Returns a HigherOrderSignature describing the argument types for which this function has an implementation, and the function’s Volatility.

See HigherOrderSignature for more details on argument type handling and Self::return_field_from_args for computing the return type.

Source

fn lambda_parameters( &self, step: usize, fields: &[ValueOrLambda<FieldRef, Option<FieldRef>>], ) -> Result<LambdaParametersProgress>

Return the field of all the parameters supported by the lambdas in fields. If a lambda support multiple parameters, all should be returned, regardless of whether they are used or not on a particular invocation

Tip: If you have a HigherOrderFunction invocation, you can call the helper HigherOrderFunction::lambda_parameters instead of this method directly

The name of the returned fields are ignored.

This function is repeatedelly called until LambdaParametersProgress::Complete is returned, with step increased by one at each invocation, starting at 0.

For functions which all lambda parameters depend only on the field of it’s value arguments, this can return LambdaParametersProgress::Complete at step 0. Taking as an example a strict array_reduce with the signature (arr: [V], initial_value: I, (I, V) -> I, (I) -> O) -> O, which requires it’s initial value to be the exact same type of it’s merge output, which is also the parameter of it’s finish lambda, the expression

array_reduce([1.2, 2.1], 0.0, (acc, v) -> acc + v + 1.5, v -> v > 5.1)
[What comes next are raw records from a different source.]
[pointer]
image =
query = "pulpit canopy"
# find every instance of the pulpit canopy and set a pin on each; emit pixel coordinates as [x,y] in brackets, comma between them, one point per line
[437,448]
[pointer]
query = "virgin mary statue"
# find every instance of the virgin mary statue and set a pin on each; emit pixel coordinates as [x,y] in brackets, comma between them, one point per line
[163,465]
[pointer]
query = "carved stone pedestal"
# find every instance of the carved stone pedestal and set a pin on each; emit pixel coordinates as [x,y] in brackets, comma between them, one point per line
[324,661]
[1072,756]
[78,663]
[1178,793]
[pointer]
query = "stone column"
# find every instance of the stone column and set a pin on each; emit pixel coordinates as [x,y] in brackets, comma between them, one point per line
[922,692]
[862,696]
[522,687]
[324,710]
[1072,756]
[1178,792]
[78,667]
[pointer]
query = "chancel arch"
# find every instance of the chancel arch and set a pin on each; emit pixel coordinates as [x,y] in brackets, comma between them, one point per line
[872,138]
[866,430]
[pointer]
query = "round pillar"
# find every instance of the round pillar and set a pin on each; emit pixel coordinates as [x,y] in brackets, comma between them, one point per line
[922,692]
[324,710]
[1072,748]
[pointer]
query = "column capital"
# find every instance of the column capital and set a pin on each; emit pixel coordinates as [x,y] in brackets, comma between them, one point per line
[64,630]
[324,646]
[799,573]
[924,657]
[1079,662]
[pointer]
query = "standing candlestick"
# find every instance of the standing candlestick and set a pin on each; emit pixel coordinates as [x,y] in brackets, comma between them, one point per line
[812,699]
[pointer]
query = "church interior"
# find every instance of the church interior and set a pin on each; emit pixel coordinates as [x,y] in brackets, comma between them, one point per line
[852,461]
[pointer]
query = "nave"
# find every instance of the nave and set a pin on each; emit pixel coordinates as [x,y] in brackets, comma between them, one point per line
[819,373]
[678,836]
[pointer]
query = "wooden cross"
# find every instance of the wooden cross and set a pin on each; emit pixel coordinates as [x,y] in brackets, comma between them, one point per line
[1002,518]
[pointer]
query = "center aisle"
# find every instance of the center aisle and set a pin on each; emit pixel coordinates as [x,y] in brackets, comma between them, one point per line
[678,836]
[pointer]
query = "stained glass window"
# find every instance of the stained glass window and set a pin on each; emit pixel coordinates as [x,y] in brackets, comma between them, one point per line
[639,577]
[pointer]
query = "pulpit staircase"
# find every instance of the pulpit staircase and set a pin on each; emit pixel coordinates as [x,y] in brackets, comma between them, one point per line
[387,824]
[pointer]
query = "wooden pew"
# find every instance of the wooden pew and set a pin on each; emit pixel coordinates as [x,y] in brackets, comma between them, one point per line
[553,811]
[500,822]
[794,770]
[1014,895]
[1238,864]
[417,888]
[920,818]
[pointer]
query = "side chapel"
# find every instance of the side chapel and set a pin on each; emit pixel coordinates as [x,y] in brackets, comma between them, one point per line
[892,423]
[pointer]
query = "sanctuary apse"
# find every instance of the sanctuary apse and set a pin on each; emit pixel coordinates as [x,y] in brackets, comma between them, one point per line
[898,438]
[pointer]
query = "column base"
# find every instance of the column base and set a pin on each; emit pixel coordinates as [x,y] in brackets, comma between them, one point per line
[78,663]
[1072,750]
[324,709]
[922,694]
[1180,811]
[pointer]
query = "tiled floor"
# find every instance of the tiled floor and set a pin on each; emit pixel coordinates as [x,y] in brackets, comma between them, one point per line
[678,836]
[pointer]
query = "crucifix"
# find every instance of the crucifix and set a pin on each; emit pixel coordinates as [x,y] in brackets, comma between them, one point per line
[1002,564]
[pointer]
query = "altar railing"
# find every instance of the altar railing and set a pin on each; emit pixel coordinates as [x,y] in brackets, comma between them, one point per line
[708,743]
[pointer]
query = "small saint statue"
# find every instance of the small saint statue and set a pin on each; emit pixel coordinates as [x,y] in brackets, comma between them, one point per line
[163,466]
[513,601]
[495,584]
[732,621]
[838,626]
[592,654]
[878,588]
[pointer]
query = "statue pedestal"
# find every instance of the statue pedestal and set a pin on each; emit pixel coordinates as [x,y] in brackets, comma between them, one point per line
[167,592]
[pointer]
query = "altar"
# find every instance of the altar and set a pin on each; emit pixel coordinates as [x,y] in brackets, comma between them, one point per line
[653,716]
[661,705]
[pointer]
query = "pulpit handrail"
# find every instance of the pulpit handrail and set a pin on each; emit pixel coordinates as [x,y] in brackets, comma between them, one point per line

would result in this function being called as the following:

let lambda_parameters = array_reduce.lambda_parameters(
    0,
    &[
        // the Field of the literal `[1.2, 2.1]`, the array being reduced
        ValueOrLambda::Value(Arc::new(Field::new("", DataType::new_list(DataType::Float32, true), true))),
        // the Field of the literal `0.0`, the initial value
        ValueOrLambda::Value(Arc::new(Field::new("", DataType::Float32, true))),
        // the Field of the output of the merge lambda, which is unknown at this point because it depends
        // on the return of this call
        ValueOrLambda::Lambda(None),
        // the Field of the output of the finish lambda, unknown for the same reason as above
        ValueOrLambda::Lambda(None),
])?;

assert_eq!(
     lambda_parameters,
     LambdaParametersProgress::Complete(vec![
        // the finish lambda supported parameters, regardless of how many are actually used
        vec![
            // the accumulator which is the field of the initial value
            Arc::new(Field::new("ignored_name", DataType::Float32, true)),
            // the array values being reduced
            Arc::new(Field::new("", DataType::Float32, true)),
        ],
        // the merge lambda supported parameters
        vec![
            // the reduced value which is the field of the initial value
            Arc::new(Field::new("ignored_name", DataType::Float32, true)),
        ],
     ])
);

For functions which lambda parameters depends on the output of other lambdas, or on their own lambda, this can return LambdaParametersProgress::Partial until all dependencies are met. Note that for lambda with cyclic dependencies, you likely want to use HigherOrderUDFImpl::coerce_values_for_lambdas too. Take as an example a flexible array_reduce with the signature (arr: [V], initial_value: I, (ACC, V) -> ACC, (ACC) -> O) -> O. It has a cyclic dependency in the merge lambda, and a dependency of the finish lambda in the merge lambda, and only requires the initial value to be coercible to the output of the merge lambda, which is defined by it’s HigherOrderUDFImpl::coerce_values_for_lambdas implementation. The expression

array_reduce([1.2, 2.1], 0, (acc, v) -> acc + v + 1.5, v -> v > 5.1)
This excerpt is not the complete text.